La fuite en avant de l’UGTT dans son irresponsable bras-de-fer avec le gouvernement est en train d’écorner gravement la crédibilité de la centrale syndicale auprès des Tunisiens.
Par Salah El Gharbi
Autant on comprend que la l’Union générale tunisienne du travail (UGTT) puisse critiquer l’action gouvernementale, autant notre consternation est grande en écoutant les déclarations de certains membres du bureau exécutif de la centrale syndicale s’acharnant contre le ministre de la Santé Said Aidi, en l’accusant de «raideur» et en menaçant de paralyser un secteur aussi vital que celui de la santé.
En fait, que reproche-t-on à M. Aidi ? De vouloir réformer un établissement, l’hôpital universitaire Habib Bourguiba de Sfax en l’occurrence, gangréné par la corruption et dont les dettes sont devenues abyssales ? Lui reproche-t-on d’avoir nommé un nouveau directeur, Chokri Tounsi, certes issu de l’armée nationale, mais un homme d’expérience et qui a déjà prouvé sa compétence et son intégrité en dirigeant d’autres établissements hospitaliers ? Lui reproche-t-on de défendre l’intérêt général, celui de la communauté nationale, contre ceux d’une coterie soucieuse de maintenir ses privilèges et d’imposer sa loi au service public ?
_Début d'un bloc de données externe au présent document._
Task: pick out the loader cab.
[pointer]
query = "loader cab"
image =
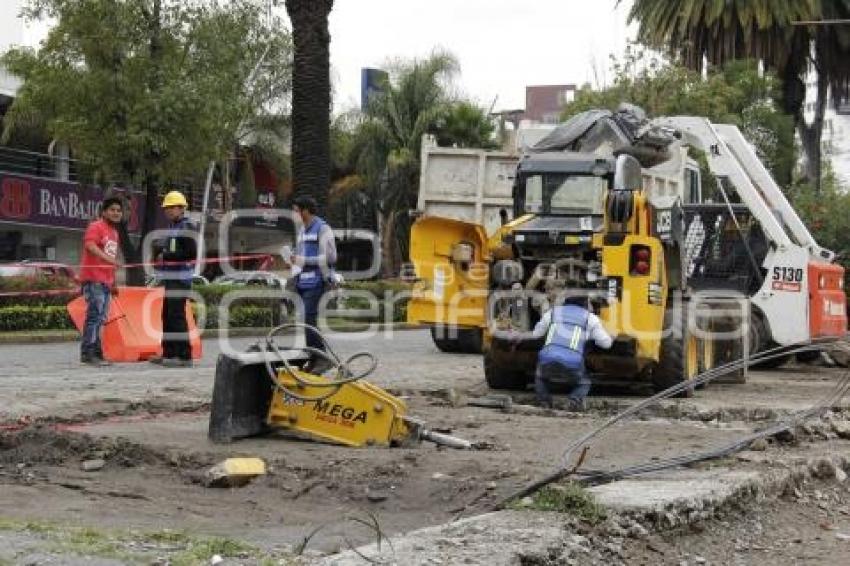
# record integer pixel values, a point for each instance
(562, 184)
(564, 191)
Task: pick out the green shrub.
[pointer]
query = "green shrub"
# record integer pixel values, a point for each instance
(34, 318)
(246, 316)
(35, 283)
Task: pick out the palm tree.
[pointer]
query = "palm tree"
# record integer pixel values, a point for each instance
(719, 31)
(311, 97)
(387, 150)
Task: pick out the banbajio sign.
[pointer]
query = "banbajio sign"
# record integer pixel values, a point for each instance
(45, 202)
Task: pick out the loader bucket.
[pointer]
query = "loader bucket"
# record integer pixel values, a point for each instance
(133, 329)
(242, 395)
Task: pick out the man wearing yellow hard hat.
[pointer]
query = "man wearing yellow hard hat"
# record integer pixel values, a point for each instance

Il est légitime que le syndicat joue son rôle de force de contestation, se constitue comme un contre-pouvoir, tout en défendant les intérêts de ses affiliés, contribuant ainsi au progrès social du pays. Toutefois, dans l’affaire de l’hôpital universitaire Habib Bourguiba de Sfax, les «syndicalistes» semblent se tromper de combat. L’enlisement de la situation est inquiétant et ne peut qu’être préjudiciable pour la crédibilité même des membres du bureau exécutif. D’ailleurs, place Mohamed Ali, on est sur la corde raide. Mais, la tentation reste de céder au diktat des barons régionaux de la centrale syndicale. Car, dans cette histoire, ce sont les intérêts particuliers et les jeux politico-syndicalistes qui semblent déterminer la posture à prendre. On préfère mettre en difficulté un ministre, paralyser un service public vital pour tout le sud tunisien plutôt que de cesser de cautionner des actions qui n’ont rien à voir avec l’action syndicale.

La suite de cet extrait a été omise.